You asked, I answered.
I’m well known for my arms and I am a fan of sticking to the basics. It’s what I’ve done and what I recommend. You can check out my workouts for them in “Look Good in a Tank Top“. I’m also going to come out with more arm training workouts, but in the mean time, let’s discuss a little about the topic.
How come no matter how hard I train my arms (mainly biceps) they are never sore the next couple days after my workout? When I’m training them I get a massive pump and lift till I can’t possibly do one more rep. My arms/upper body are the hardest to build compared to my legs. Also, no matter what, I can’t get past the same darn weight! why is this? Thanks!!
Answer: Check out your form. Are you engaging the biceps properly? A common mistake is swinging the dumbbells while the elbows flare out. All it accomplishes is less work put on the biceps. ¬†You might forget to hold the eccentric phase (lowering the weight or resisting gravity) and that equals less work too. You might rest too long between sets. You might over train them. Now you do say your arms don’t respond as well as your legs and that just tells us your arms are what we call ‘stubborn muscle groups’. They simply need more attenti0n to change! To get past plateaus you need to mix up your training so the stimulus continues to change. Maybe you go in and do the same same every time?
Arm Q: is it important to change up exercises? There are so many confusing arm specialization programs and drop set or pyramid protocols. Can I see real growth by sticking with 1 to 3 exercises each for biceps and triceps and just keep trying to increase weight? Does it help to cycle between lower rep, heavier sets and higher rep, lighter sets? I can do 10 rep sets of db curls with 25s but still don’t see the definition I want.
Answer: You can, but it will get tougher and tougher to break through plateaus. Yes it does help to cycle heavier and lighter not only to change the stimulus (which is necessary for your body to respond) but also to avoid overuse injuries. Muscle definition takes two things: muscle volume and low body fat. Make sure you are working on both!
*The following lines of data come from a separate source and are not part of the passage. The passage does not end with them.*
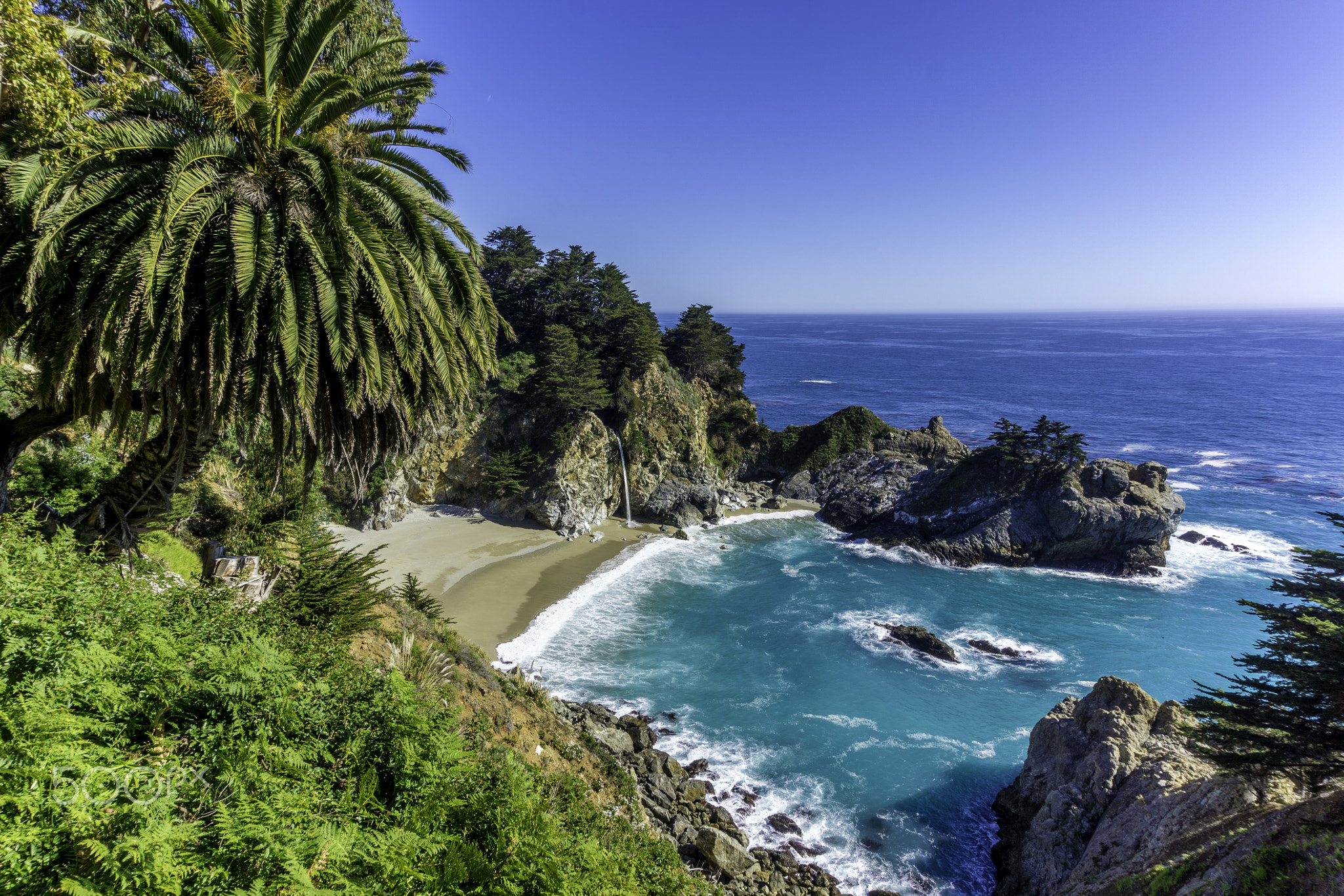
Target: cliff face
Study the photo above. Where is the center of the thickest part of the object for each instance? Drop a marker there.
(925, 489)
(674, 476)
(1110, 800)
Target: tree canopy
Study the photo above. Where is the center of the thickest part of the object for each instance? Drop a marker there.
(247, 241)
(1286, 715)
(1046, 442)
(569, 288)
(702, 347)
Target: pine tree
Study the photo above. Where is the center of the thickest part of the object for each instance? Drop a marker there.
(414, 596)
(704, 347)
(568, 378)
(1288, 714)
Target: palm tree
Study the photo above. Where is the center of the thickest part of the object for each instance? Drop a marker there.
(245, 241)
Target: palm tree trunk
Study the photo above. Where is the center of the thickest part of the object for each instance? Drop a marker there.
(18, 433)
(143, 488)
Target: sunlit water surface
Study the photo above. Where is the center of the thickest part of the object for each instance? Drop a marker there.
(890, 761)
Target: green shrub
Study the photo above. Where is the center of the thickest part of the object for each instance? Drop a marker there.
(812, 448)
(65, 469)
(175, 555)
(161, 739)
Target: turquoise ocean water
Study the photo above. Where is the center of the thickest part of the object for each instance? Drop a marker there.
(766, 653)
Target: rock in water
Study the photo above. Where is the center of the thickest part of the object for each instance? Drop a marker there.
(919, 489)
(921, 640)
(984, 647)
(1110, 792)
(723, 852)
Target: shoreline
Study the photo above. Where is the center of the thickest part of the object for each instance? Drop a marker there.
(495, 577)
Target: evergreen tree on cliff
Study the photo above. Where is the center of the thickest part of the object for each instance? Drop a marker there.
(568, 378)
(570, 288)
(1288, 714)
(702, 347)
(243, 241)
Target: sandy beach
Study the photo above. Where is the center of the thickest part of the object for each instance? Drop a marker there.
(494, 577)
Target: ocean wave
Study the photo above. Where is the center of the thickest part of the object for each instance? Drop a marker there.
(555, 617)
(751, 794)
(845, 722)
(1265, 552)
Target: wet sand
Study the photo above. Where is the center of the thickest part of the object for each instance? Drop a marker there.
(492, 577)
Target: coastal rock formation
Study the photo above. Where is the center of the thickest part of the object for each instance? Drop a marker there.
(987, 647)
(1110, 798)
(679, 806)
(921, 640)
(673, 472)
(924, 489)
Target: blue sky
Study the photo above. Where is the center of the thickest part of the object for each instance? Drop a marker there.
(933, 156)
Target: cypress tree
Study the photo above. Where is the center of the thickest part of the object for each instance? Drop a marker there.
(1288, 714)
(568, 378)
(704, 347)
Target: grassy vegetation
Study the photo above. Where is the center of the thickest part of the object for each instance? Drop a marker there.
(164, 739)
(812, 448)
(174, 554)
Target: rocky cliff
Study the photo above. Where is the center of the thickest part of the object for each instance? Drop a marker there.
(576, 479)
(1112, 802)
(925, 489)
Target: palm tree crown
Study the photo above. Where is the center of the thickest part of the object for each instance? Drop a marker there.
(246, 241)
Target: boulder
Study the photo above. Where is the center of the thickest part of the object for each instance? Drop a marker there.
(691, 790)
(1106, 516)
(803, 849)
(641, 737)
(921, 640)
(613, 739)
(1110, 790)
(723, 852)
(784, 824)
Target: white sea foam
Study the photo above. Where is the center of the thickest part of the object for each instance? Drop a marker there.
(550, 621)
(1223, 461)
(845, 722)
(1267, 552)
(738, 767)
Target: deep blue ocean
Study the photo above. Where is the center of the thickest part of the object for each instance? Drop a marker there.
(766, 652)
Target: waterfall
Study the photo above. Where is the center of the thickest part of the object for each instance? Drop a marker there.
(629, 524)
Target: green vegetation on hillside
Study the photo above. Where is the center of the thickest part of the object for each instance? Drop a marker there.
(1286, 716)
(812, 448)
(163, 739)
(1046, 442)
(241, 239)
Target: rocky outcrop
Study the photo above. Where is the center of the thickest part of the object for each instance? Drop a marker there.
(682, 806)
(921, 640)
(924, 489)
(988, 647)
(1110, 798)
(577, 484)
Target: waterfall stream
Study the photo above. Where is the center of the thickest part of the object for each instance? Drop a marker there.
(624, 480)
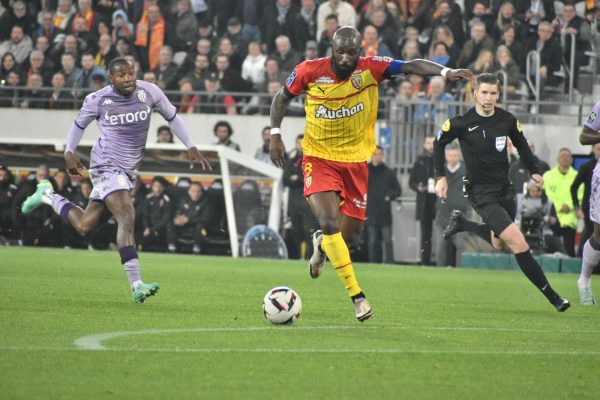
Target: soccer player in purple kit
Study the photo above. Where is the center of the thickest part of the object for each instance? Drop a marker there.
(590, 134)
(123, 111)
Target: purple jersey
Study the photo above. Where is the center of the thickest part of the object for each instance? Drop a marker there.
(123, 123)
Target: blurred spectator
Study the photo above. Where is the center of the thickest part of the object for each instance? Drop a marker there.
(574, 24)
(37, 64)
(346, 15)
(166, 71)
(451, 19)
(305, 25)
(286, 56)
(47, 28)
(63, 14)
(479, 40)
(252, 13)
(253, 67)
(156, 214)
(303, 221)
(106, 51)
(164, 134)
(422, 181)
(311, 50)
(225, 47)
(89, 69)
(17, 15)
(278, 20)
(213, 101)
(59, 98)
(512, 42)
(582, 208)
(186, 27)
(9, 94)
(230, 79)
(151, 34)
(73, 74)
(557, 183)
(234, 34)
(187, 99)
(505, 63)
(8, 65)
(550, 54)
(8, 190)
(507, 16)
(200, 71)
(122, 28)
(372, 45)
(445, 250)
(262, 153)
(383, 188)
(19, 44)
(191, 218)
(483, 63)
(223, 132)
(34, 97)
(533, 12)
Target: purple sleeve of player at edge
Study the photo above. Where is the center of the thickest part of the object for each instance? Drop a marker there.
(593, 121)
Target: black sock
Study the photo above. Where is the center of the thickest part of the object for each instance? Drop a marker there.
(535, 274)
(481, 230)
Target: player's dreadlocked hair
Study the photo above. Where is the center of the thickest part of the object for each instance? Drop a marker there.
(487, 77)
(116, 62)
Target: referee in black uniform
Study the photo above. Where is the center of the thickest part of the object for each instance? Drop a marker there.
(482, 133)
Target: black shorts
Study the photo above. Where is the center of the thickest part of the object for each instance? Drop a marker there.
(497, 210)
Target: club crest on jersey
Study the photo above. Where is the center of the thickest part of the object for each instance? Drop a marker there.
(308, 181)
(500, 143)
(142, 95)
(356, 81)
(291, 78)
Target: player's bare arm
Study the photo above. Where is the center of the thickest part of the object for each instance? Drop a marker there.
(281, 100)
(425, 67)
(589, 136)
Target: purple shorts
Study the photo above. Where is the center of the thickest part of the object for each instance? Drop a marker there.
(107, 180)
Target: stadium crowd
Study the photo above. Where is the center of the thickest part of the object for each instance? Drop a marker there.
(215, 54)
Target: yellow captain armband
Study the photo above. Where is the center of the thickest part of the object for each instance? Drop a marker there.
(446, 126)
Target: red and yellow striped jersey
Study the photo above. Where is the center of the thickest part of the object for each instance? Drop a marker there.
(340, 115)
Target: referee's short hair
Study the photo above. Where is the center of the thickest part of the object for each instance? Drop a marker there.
(488, 78)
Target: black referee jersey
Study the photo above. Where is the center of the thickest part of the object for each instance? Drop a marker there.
(483, 142)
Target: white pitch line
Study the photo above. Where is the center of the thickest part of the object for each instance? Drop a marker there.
(317, 351)
(94, 341)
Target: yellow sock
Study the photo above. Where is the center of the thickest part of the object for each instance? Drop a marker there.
(337, 252)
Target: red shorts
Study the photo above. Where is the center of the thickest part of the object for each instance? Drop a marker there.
(349, 179)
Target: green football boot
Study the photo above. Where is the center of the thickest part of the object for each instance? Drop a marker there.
(144, 290)
(34, 201)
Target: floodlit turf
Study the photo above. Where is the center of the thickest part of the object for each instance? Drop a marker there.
(437, 333)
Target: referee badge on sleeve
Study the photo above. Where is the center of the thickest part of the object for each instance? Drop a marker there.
(500, 143)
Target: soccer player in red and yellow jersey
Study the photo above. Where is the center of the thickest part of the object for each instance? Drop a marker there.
(341, 109)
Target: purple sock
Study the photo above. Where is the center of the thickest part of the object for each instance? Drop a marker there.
(131, 264)
(62, 206)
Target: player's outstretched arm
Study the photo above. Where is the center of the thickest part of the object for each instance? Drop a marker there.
(589, 136)
(281, 100)
(426, 67)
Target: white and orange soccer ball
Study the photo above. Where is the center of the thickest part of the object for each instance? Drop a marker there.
(282, 305)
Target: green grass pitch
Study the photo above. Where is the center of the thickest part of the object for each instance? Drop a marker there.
(436, 333)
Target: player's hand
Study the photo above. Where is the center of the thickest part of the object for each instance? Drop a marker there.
(441, 188)
(195, 156)
(539, 181)
(456, 74)
(277, 151)
(74, 166)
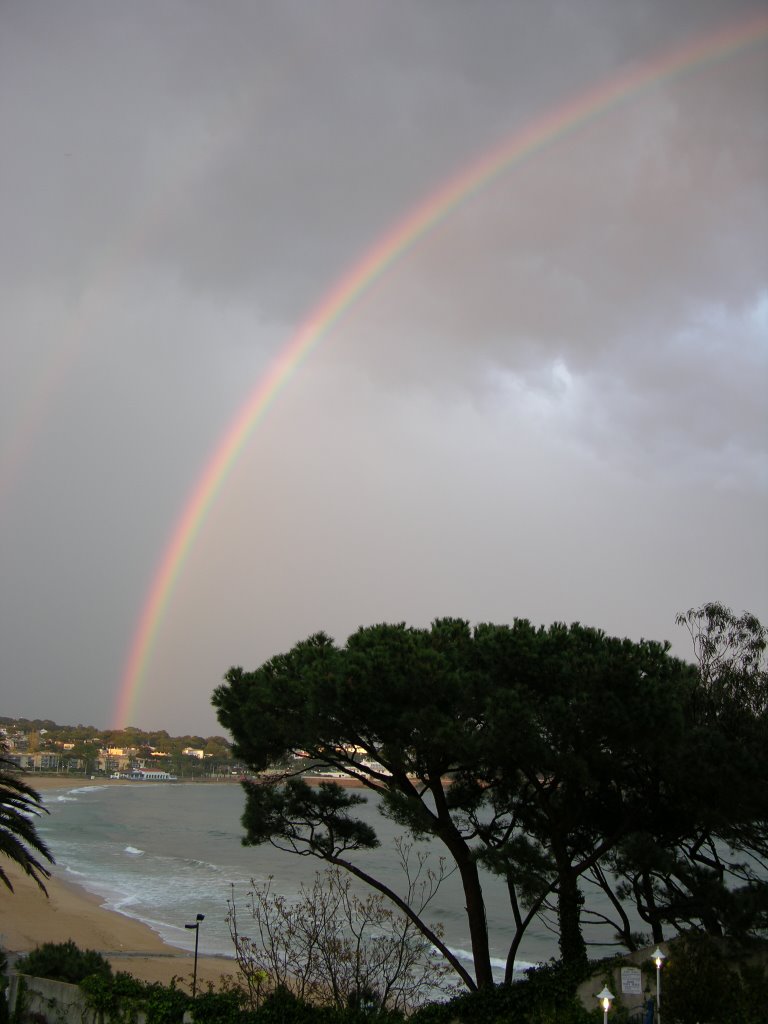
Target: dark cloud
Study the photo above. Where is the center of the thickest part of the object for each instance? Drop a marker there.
(551, 406)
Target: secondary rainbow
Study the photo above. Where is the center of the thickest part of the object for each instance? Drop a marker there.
(558, 123)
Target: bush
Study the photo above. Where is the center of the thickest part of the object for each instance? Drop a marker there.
(702, 982)
(546, 996)
(64, 962)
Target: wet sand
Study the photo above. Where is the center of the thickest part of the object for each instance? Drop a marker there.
(28, 919)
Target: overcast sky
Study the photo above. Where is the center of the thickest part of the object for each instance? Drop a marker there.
(553, 407)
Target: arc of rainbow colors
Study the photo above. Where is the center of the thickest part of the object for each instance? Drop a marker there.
(562, 121)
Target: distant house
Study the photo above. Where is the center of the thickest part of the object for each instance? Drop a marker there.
(151, 775)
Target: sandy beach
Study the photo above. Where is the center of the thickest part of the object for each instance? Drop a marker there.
(28, 919)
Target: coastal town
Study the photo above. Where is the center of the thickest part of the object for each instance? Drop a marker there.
(43, 747)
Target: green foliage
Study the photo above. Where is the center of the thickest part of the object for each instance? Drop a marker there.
(704, 981)
(554, 739)
(546, 996)
(64, 962)
(19, 804)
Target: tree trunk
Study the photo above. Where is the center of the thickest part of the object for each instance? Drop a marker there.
(475, 907)
(478, 926)
(569, 902)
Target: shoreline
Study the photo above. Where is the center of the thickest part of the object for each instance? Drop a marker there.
(28, 919)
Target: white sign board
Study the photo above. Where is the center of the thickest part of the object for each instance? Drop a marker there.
(632, 981)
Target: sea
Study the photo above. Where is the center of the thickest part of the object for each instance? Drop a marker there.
(163, 853)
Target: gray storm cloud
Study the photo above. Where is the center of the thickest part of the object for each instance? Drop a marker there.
(551, 407)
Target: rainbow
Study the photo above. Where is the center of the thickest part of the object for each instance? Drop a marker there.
(546, 130)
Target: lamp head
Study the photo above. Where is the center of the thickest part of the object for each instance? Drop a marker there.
(605, 997)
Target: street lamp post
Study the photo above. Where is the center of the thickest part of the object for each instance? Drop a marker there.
(605, 997)
(196, 926)
(658, 958)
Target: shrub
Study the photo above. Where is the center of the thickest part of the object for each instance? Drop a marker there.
(546, 996)
(64, 962)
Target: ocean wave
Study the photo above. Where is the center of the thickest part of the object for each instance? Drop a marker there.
(497, 963)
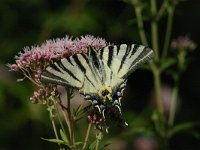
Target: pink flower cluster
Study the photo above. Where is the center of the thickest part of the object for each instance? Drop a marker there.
(36, 58)
(183, 42)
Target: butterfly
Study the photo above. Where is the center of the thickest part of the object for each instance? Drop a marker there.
(99, 75)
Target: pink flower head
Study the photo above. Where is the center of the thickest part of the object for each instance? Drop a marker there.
(183, 42)
(82, 44)
(43, 95)
(34, 59)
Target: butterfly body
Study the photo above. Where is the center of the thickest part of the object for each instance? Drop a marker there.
(99, 75)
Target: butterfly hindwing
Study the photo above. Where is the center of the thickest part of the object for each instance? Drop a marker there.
(81, 71)
(110, 67)
(124, 59)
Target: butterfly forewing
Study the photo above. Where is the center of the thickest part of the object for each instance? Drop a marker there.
(124, 59)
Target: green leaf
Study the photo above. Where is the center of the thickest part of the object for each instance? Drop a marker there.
(63, 136)
(54, 140)
(58, 141)
(106, 145)
(168, 62)
(182, 128)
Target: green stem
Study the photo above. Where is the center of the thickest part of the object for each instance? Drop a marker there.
(154, 30)
(140, 25)
(157, 84)
(54, 129)
(87, 136)
(70, 119)
(98, 137)
(173, 105)
(168, 31)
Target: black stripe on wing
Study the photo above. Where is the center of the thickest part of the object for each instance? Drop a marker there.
(60, 64)
(128, 49)
(146, 55)
(48, 77)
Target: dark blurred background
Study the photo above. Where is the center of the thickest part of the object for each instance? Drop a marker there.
(25, 23)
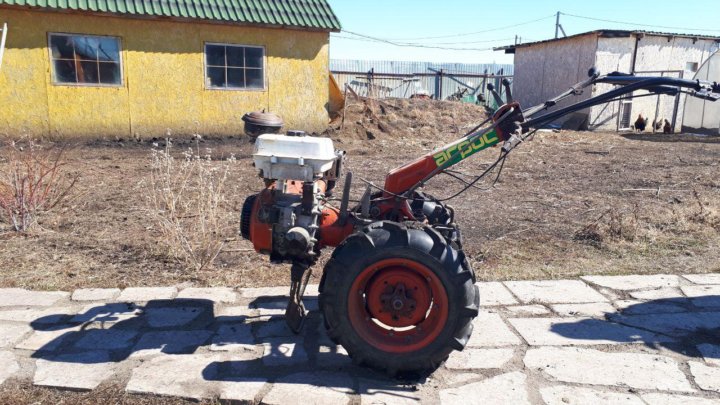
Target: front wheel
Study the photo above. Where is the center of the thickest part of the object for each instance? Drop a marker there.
(398, 298)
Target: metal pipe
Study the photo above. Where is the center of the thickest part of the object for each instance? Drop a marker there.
(631, 83)
(2, 42)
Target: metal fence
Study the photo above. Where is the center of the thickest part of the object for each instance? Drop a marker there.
(381, 79)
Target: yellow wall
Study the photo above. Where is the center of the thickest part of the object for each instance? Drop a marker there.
(163, 79)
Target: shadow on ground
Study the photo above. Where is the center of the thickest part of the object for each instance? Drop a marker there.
(659, 137)
(238, 348)
(690, 326)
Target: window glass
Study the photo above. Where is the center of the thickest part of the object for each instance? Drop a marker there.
(253, 57)
(85, 59)
(234, 67)
(254, 78)
(236, 77)
(215, 55)
(216, 77)
(235, 56)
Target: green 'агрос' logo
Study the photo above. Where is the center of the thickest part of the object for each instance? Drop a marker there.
(456, 153)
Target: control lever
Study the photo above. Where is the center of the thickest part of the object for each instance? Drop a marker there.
(506, 84)
(496, 96)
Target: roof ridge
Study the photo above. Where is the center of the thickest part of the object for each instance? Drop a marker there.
(310, 14)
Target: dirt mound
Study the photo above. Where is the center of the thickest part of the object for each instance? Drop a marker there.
(368, 119)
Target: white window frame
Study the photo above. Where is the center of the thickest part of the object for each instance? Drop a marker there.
(69, 34)
(205, 68)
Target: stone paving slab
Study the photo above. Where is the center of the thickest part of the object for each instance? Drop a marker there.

Arm question…Should I superset opposing muscle groups? Superset at all?
Answer: There’s no ‘should’ in training, but doing super sets is one of the many effective ways to work out. I wouldn’t do it all the time, just like all other techniques sooner or later your muscles stop responding and you must change it.
Arm Qstn: I don’t dedicate special time/day for biceps anymore (have reason for it) do they still get worked during delts, triceps and perhaps back WO?
Answer: I don’t know your reason for not doing it but it seems foolish to not work a muscle group directly but only indirectly if you want to improve it! Would you train your glutes as an after thought if they were not as developed as you like?….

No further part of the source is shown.